Battalion commanders were selected by General Lim himself to ensure he had the most capable officers to lead his units. 1st Battalion is commanded by Major Robert Baker, and 2nd Battalion is under Major David Puro, and 3rd Battalion is under Captain Harold Anderson.

=== South Luzon Force ===
41st Infantry and other units of 41st Infantry Division was assigned to cover the west coast of Southern Luzon. Also assigned to them is to guard the Tagaytay ridge for possible airborne landing of the Japanese. On December 8, 1942, Japan attacked the Philippines but it took them a week to land in the eastern coast at Lamon Bay. After securing a beachhead in Tayabas Province, USAFFE Headquarters activated WPO 3 which requires all units to retreat to Bataan Peninsula. General Lim lead his division the retreat going to Manila and arrived in Bataan on late December 1941

=== War Plan Orange 3 ===
41st Division was posted at the left sector of Abucay Line which is under II Philippine Corps Area under Major General George M. Parker.
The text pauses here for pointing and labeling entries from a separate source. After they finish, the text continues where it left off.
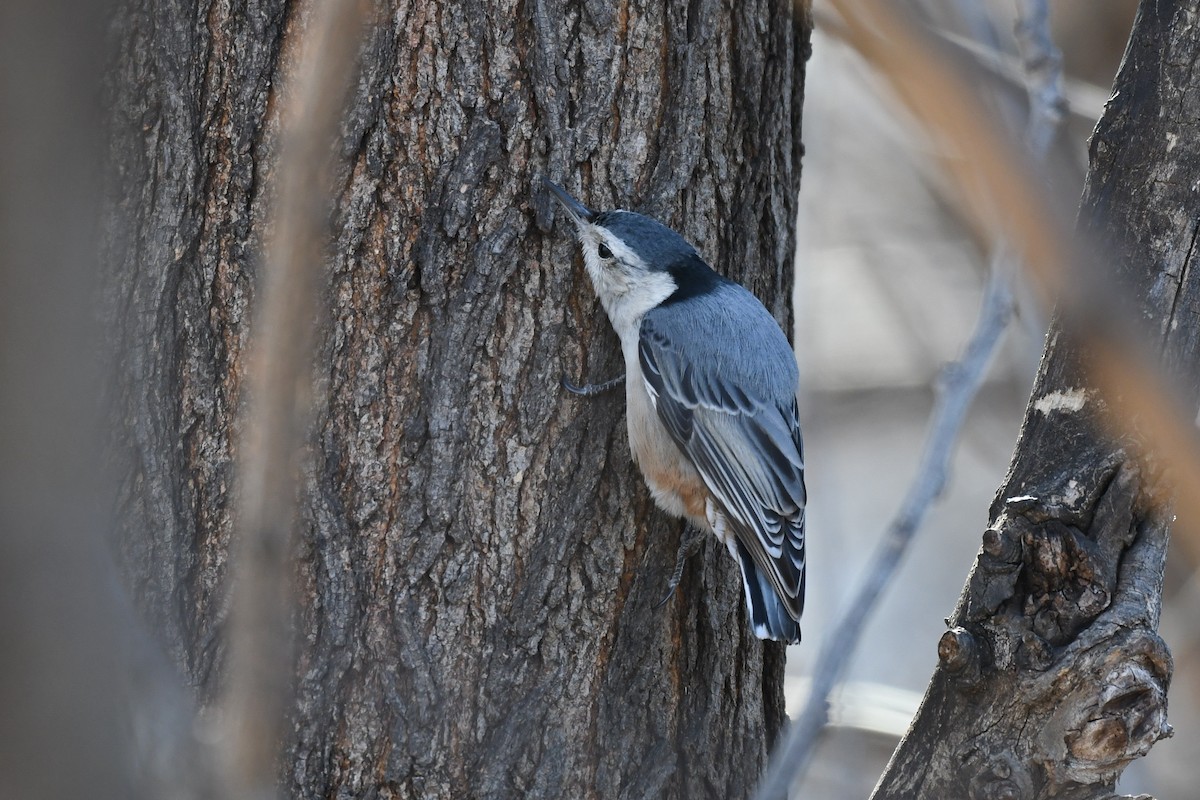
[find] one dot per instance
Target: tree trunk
(1053, 678)
(479, 563)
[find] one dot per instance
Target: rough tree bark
(1053, 678)
(479, 561)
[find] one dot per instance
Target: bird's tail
(768, 615)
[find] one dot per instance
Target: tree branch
(958, 388)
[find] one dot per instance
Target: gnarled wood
(1053, 677)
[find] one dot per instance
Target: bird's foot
(689, 542)
(592, 390)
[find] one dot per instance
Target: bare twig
(959, 385)
(280, 380)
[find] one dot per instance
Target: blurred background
(888, 288)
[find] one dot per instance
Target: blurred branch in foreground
(91, 707)
(277, 423)
(958, 386)
(1051, 674)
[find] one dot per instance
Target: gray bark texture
(1053, 678)
(479, 560)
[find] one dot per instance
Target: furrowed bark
(1053, 678)
(478, 560)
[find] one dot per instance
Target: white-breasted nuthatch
(711, 385)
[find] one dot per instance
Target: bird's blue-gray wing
(737, 422)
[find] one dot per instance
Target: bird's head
(635, 263)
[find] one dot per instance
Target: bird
(711, 394)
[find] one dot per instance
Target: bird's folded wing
(745, 445)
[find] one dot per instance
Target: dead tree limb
(1053, 677)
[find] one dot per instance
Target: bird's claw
(689, 542)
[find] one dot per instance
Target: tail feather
(768, 615)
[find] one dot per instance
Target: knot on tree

On January 8, 1942, Japanese started their assault in Bataan but found a formidable opposing forces for the first time. 41st Infantry and others units of 41st Division performed well and fought back these assault earning the moniker the Rock of Bataan. However, due to the gap exploited by the Japanese at west of 41st Division in I Corps Area in Mount Natib. II Corps was forced to retreat to realign with I Corps who retreated in Orion-Bagac Line the second and final line of resistance of USAFFE.

=== Orion-Bagac Line ===
On January 26, 1942, Japanese started their campaign against Orion-Bagac Line, With more defendable and shorter 41st Infantry was assigned at the center of the Division's area of responsibility.

==== Battle of Trail 2 ====
As confusion due to changes with the initial plan made and not properly reached to individual commanders made a gap, at the 51st Division sector a gap was created as General Bluemel was not properly inform. 41st Infantry Regiment was sent to this gap to remedy the problem. The regiment fought and hold firm resorting to hand-to-hand combat and held the line. Japanese casualties were high and their attack failed. On January 31 they resumed starting with aerial and artillery bombardments but was frustrated with Machinegun fire of 41st Infantry was so effective. On February 2, 41st Infantry was in action again to aid 41st Engineer Battalion to clear the bamboo thicket but met with Japanese resistance, 41st Infantry advanced rapidly and found that they cleared the area of Japanese threat.

=== Surrender and Death March ===
After reinforcements arrived and new firepower, Japanese made another assault in the line on March 26, 1942. With hungry, sick, and tired Filipino American troops could no longer make a stand. They broke through the line and reached Mariveles, General King moved forward to ask for terms of surrender. Luzon Force in Bataan surrendered on April 9, 1942, including 41st Infantry and became POWs. They were forced to March from Mariveles, Bataan to San Fernando, Pampanga now known as Bataan Death March. 41st Infantry due to its reputation in inflicting heavy losses to the Japanese were subject to harsh treatment, deprived of food and water many succumb and some massacred by shooting and bayoneted by their guards.